The given distribution shows the number of runs scored by some top batsman of the world in one- day international cricket matches.

Runs scored

Number of batsmen

\(3000 – 4000\)

\(4000 – 5000\)

\(5000 – 6000\)

\(6000 – 7000\)

\(7000 – 8000\)

\(8000 – 9000\)

\(9000 – 10000\)

\(10000 –11000\)

\(4\)

\(18\)

\(9\)

\(7\)

\(6\)

\(3\)

\(1\)

\(1\)

Find the mode of the data.

Text Solution

What is known?

The number of runs scored by some top batsman of the world in one- day international cricket matches.

What is unknown?

The mode of the data.

Reasoning:

Modal Class is the class with highest frequency

Mode \( = l + \left( {\frac{{{f_1} - {f_0}}}{{2{f_1} - {f_0} - {f_2}}}} \right) \times h\)

Where,

Class size,\(h\)

Lower limit of modal class,\(l\)

Frequency of modal class,\(f_1\)

Frequency of class preceding modal class,\(f_0\)
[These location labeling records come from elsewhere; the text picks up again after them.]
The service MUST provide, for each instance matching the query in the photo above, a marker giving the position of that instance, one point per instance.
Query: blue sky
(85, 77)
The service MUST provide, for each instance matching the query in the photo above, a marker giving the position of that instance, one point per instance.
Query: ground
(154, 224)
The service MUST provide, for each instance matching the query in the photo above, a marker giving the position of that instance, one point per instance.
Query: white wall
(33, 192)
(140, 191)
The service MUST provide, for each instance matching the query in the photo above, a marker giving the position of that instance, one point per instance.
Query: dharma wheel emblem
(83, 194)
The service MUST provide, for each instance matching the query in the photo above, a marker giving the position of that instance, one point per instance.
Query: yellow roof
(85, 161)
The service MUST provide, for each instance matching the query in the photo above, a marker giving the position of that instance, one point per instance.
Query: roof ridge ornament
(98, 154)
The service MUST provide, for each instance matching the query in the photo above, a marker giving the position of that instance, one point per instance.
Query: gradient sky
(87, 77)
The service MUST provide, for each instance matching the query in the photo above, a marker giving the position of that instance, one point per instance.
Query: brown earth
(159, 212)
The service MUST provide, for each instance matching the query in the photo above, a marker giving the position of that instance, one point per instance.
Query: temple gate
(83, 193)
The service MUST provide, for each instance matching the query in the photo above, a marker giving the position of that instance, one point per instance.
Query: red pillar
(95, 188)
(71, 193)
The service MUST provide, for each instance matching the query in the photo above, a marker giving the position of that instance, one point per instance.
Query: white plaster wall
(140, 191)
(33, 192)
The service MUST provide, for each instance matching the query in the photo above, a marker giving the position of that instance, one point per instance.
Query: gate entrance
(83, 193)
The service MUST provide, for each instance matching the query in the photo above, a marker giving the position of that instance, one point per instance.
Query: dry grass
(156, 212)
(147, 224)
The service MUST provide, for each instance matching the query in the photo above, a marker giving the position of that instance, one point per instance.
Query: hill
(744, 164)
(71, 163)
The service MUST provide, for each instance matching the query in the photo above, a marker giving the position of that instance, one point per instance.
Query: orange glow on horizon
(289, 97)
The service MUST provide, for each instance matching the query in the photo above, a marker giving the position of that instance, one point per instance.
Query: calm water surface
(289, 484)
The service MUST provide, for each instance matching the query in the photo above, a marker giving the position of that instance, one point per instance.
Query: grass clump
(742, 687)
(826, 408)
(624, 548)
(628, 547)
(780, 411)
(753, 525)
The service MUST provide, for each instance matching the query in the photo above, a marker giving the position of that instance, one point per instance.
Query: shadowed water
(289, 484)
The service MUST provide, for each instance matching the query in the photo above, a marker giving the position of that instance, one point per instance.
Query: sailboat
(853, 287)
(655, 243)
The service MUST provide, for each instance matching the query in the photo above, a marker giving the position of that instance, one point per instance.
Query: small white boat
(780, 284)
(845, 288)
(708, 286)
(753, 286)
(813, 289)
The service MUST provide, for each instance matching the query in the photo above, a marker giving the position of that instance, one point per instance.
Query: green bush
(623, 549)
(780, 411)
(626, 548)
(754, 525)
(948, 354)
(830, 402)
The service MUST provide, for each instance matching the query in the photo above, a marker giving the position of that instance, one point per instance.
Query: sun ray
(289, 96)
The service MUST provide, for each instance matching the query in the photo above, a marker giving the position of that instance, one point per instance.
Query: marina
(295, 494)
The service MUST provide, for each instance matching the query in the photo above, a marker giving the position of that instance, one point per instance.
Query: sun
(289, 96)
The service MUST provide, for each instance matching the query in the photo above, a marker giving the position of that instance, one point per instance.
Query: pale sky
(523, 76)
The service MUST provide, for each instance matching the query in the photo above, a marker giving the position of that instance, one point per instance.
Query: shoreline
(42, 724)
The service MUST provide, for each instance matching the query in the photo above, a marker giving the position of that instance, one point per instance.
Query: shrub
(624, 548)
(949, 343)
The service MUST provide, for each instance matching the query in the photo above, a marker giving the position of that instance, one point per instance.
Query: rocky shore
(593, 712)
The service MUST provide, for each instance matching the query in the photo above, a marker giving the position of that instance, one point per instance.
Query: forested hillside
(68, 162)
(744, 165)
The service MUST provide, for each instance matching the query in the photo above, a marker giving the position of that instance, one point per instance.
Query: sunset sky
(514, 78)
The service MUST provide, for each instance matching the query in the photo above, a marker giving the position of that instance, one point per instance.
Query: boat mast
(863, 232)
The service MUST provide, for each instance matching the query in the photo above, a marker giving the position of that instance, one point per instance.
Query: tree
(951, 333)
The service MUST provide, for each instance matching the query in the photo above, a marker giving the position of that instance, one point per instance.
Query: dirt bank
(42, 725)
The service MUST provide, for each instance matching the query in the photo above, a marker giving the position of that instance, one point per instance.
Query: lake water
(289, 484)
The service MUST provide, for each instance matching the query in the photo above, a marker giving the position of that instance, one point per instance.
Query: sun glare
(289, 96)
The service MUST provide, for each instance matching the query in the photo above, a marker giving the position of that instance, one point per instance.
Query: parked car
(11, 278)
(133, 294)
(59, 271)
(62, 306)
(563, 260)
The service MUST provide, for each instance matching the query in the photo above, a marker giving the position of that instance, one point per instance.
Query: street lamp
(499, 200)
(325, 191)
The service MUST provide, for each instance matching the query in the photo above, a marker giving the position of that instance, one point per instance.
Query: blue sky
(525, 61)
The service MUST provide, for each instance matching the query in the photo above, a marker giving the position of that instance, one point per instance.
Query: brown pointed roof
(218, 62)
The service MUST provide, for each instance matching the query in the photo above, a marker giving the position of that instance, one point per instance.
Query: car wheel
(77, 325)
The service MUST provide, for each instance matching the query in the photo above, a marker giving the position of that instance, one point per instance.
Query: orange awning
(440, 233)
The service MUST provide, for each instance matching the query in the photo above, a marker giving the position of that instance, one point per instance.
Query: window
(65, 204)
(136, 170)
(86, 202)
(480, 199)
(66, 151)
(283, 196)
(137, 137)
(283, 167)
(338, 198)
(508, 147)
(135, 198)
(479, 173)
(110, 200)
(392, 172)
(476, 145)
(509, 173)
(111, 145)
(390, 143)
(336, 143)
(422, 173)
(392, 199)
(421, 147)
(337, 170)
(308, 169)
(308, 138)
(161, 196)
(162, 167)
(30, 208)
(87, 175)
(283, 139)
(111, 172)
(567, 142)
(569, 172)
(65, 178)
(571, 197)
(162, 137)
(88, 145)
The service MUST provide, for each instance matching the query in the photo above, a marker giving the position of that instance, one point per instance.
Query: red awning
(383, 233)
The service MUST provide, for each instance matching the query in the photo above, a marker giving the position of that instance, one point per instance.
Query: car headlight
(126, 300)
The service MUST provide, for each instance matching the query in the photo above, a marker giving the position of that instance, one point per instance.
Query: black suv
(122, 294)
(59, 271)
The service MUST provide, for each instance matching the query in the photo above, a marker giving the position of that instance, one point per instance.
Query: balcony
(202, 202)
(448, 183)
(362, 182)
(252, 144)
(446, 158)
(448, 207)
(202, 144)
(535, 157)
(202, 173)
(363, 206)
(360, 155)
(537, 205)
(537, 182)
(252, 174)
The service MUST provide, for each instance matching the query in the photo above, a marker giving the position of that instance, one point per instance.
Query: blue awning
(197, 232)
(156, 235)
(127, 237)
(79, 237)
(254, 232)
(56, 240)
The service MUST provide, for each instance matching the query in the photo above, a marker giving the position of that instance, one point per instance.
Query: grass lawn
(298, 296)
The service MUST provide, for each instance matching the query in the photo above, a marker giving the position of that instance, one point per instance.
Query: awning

Frequency of class succeeding the modal class,\(f_2\)

Steps:

From the table, it can be observed that the maximum class frequency is \(18,\) belonging to class interval \(4000 − 5000\)

Therefore, Modal class\(=4000 − 5000\)

Class size,\(h=1000\)

Lower limit of modal class,\(l=4000\)

Frequency of modal class,\(f_1=18\)

Frequency of class preceding modal class,\(f_0=4\)

Frequency of class succeeding the modal class,\(f_2=9\)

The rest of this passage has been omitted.